Of course a stagnant school system doesn’t help and neither do cuts to programs that engage kids mentally & emotionally (art, music, sports even).
“Loyalty to petrified opinion never broke a chain or freed a human soul” (Mark Twain)
“You don’t have to burn books to destroy a culture. Just get people to stop reading them.” (Ray Bradbury)
Kristin, do we work at the same place? Sounds familiar. I also encounter questions so remedial, I have no idea how to begin to answer.
Capt., I agree that there seems to be more disrespect for teachers and some lackadaisical parenting out there. It’s not just the kids, though. Parents can also be disrespectful, abusive, bewilderingly uncooperative or simply incapable. Or uninterested.

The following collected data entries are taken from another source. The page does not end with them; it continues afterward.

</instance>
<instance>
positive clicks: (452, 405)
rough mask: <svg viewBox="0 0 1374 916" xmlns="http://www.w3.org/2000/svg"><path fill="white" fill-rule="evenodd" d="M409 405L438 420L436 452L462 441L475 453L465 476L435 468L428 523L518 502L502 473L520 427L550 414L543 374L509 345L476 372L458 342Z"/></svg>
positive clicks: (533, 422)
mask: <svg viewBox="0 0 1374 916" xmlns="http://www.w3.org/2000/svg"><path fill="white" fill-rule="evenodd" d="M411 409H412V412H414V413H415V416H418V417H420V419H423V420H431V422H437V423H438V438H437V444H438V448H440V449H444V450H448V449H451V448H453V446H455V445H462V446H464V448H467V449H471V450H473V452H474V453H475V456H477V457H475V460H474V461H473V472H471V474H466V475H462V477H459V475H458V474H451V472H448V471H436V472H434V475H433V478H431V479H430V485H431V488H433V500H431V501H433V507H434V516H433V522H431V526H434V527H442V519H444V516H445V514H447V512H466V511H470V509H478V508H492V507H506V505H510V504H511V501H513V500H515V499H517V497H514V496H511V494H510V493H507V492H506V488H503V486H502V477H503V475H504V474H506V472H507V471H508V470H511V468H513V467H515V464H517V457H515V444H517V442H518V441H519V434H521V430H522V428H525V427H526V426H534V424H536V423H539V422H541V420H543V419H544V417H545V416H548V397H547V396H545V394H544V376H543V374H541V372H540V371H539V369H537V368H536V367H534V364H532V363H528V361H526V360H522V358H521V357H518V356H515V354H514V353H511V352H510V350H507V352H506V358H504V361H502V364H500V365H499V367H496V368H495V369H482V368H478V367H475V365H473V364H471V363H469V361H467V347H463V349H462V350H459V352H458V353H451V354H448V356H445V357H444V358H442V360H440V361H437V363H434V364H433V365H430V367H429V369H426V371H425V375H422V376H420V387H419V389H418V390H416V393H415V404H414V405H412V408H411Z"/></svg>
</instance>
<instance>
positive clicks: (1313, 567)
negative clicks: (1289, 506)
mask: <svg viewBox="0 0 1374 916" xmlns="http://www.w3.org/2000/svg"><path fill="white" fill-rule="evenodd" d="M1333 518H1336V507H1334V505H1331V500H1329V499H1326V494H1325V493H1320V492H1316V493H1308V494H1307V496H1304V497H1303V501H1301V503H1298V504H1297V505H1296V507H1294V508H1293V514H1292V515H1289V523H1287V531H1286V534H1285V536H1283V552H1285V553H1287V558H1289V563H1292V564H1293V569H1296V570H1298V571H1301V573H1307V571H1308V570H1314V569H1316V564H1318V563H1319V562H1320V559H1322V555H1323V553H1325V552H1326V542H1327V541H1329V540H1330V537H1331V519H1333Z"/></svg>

At my level, though, the students do not really have to be there. They have more choices than they think they do. And they will never get what they came for—a simple piece of paper ‘earned’ by marking their time. Some have never been challenged before, have been cheated with pampering (which can be well-meaning yet misguided or just lazy) and are simply unprepared for the conceptual leap that they are responsible for the grades they get and the work they do (or do not) submit and, starting yesterday, the rest of their lives. I really have students who don’t seem to understand that a 0 means no points and that the work we do is not busywork to keep them off the streets a few hours a day. Add to that their shock when I know about NCLB, recycling, teen pregnancy, SFMPOP and all the other things you can get pretty easily from an NPR news broadcast, much less reading. It makes me wonder where they thought they were going.